Adzerk initially offered JavaScript-based ad serving but pivoted to a server-side, API-based approach. Early customers of Adzerk included Stack Overflow, the developer question-and-answer platform. For its first decade, the company grew without significant venture capital investment, a strategy Avery described as "seed strapped."

In December 2020, the company rebranded from Adzerk to Kevel.

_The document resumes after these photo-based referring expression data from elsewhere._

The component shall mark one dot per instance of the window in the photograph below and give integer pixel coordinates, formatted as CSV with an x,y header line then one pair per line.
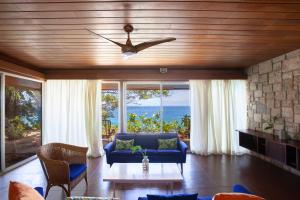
x,y
23,103
110,108
176,108
143,107
155,107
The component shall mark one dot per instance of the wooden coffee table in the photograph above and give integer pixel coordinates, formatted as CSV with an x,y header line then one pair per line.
x,y
132,173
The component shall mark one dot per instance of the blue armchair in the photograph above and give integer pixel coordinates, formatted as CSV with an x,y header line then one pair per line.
x,y
149,142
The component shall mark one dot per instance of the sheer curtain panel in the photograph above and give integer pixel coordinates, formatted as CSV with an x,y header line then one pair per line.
x,y
72,110
218,108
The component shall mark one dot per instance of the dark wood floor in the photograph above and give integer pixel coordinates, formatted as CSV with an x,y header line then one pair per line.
x,y
204,175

Avery said the "Ad" in Adzerk caused confusion, as potential customers assumed the company was an advertising network rather than an infrastructure provider. Between 2020 and 2024, the company raised funding in Series A, B, and C rounds totaling over $44 million, led by Fulcrum Equity Partners with participation from investors including Commerce Ventures, Dunnhumby Ventures, and others.

In 2022, Kevel acquired Velocidi, a digital marketing company with operations in Porto, Portugal, that specialized in customer data platforms and machine learning-powered audience segmentation. Following the acquisition, Velocidi's technology was integrated into Kevel's retail media platform to provide enhanced audience and data capabilities.

In July 2023, Kevel formed an independent working group to develop an OpenRTB (Open Real-Time Bidding) programmatic advertising standard for retail media. The group was led by Shamim Samadi, co-founder of Beeswax, and operated in cooperation with the IAB Tech Lab, which maintains the broader OpenRTB specification. The stated goal was to create a standardized protocol for programmatic buying across retail media networks.

In October 2023, Kevel signed a deal with Lyft to power the ride-hailing company's ad server.

In February 2025, Kevel acquired Nexta, a Danish company founded in 2017 that developed automated advertising solutions for off-site retail media channels. The acquisition added off-site advertising across platforms including TikTok and Meta Platforms to Kevel's product line.

In November 2025, Kevel expanded into the Asia-Pacific market, establishing operations in Australia and appointing Chris Woodworth as regional director for the Asia-Pacific region.

=== DOJ v. Google antitrust trial ===
Kevel's founder James Avery testified as a government witness in United States v. Google LLC, the U.S. Department of Justice's antitrust lawsuit alleging that Google illegally monopolized the digital advertising technology market. The case was heard in the United States District Court for the Eastern District of Virginia before Judge Leonie Brinkema.

Avery appeared on the first day of the trial in September 2024, testifying that Adzerk had been unable to compete with Google's DoubleClick for Publishers (DFP) ad server because publishers required access to Google's AdX advertising exchange, which was only fully available through Google's own ad server. Avery stated that this dynamic led the company to exit the open web publishing market and shift to retail media.

On April 17, 2025, Judge Brinkema ruled that Google had illegally monopolized the publisher ad server and ad exchange markets. Avery's testimony was cited multiple times in the court's memorandum opinion. Avery testified again during the remedies phase of the trial, which ran from September through November 2025, supporting structural remedies that would separate Google's ad server from its exchange.

== Products and services ==
Kevel develops advertising infrastructure software for retailers and marketplaces. Its main offering is the Retail Media Cloud, a software-as-a-service platform for building and operating retail media networks. The platform provides ad serving and campaign management technology through application programming interfaces. Adweek has described the company as a competitor to Criteo in the retail media market.

The platform comprises multiple components, including the Kevel Ad Server for ad decisioning and campaign management; Kevel Audience, a customer data platform derived from the company's 2022 acquisition of Velocidi; Kai, a suite of machine learning tools for ad targeting and performance optimization launched in July 2024; and Kevel Console, a campaign management interface based on the company's 2025 acquisition of Nexta.